Do you see what happened and has not been reported anywhere in the news? The worlds largest copper mine (in Utah) collapsed which happens to provide between 10 and 16% of ALL US Silver production (5% of Gold). If the price of Silver does not rise, the measly COMEX inventories will be wiped out (and the usual bribe to not take delivery will be scoffed at). The dealer market for physical is already close to empty, shop the internet this evening and you will see what I am saying. As for a market “closure” I stand by that. At some point in time everything financial will close and a “re set” done. As for “force majeur” I can easily see this happening especially if paper prices were to stay here or go lower as it will only bring out more demand. It is obvious that paper was sold (short) with abandon and I suspect that a force majeur would be the perfect way to extricate the paper shorts (with profit) at the same time they positioned themselves long physically…unethical but will be deemed legal. This I believe is a scenario close to what Sinclair has said all along “shorts will be repositioned” long. As for you “Moses”, I write what I believe. Sometimes early, sometimes wrong but usually not far from the reality. This for the time being is America, if you don’t like what I write then you are free to read anyone else that you’d like. We at Miles Franklin offer you information for free and supply metals with far lower than industry average markups, a great company to be associated with for me and a great deal for anyone looking for information or product.

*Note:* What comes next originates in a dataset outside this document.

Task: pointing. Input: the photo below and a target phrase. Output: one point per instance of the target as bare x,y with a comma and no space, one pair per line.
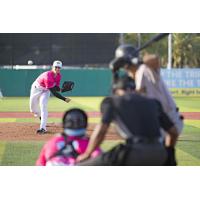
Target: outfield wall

Bob, you should get into The Stock market. Its not overvalued at All. They are rising, because The recovery is going Well, The housing market is rising, and unemployment is low too. Wuhuuu, everything about our economy is great, just great. Dont Worry about The 40 mill People ón foodstamps. Im out. The world is messed up.
I don’t think the banks are going to lose.
In my opinion, Goldman Sachs are trying to get people to buy short contracts while Goldman Sachs sells their shorts to these people.
Then the banks, are going to go long if they haven’t already.
Somebody will be left holding the bag, but I rather doubt it’s going to be either Goldman or JP Morgan.
Everybody thinks JP Morgan is short, well, there’s a lot more markets than just COMEX. I bet they are net long, somewhere else and I expect them to be absolutely fine.
they may even be net long who knows? My guess is short paper, long physical and the conditions ripe for a force majeur where they would win on their shorts…and then again with the physical during the “re set”.
I don’t believe there will be an force majeur while the banks are short contracts. If they were short at the time of a force majeur, it would confirm everything GATA has been saying for 12 years, unequivocally.
That would destroy the CFTC, would destroy the banking system, would humiliate all the regulatory agencies, and would dangerously anger the buyers in these markets, which aren’t all Americans, but the Chinese and Russians as well – people who are actually dangerous.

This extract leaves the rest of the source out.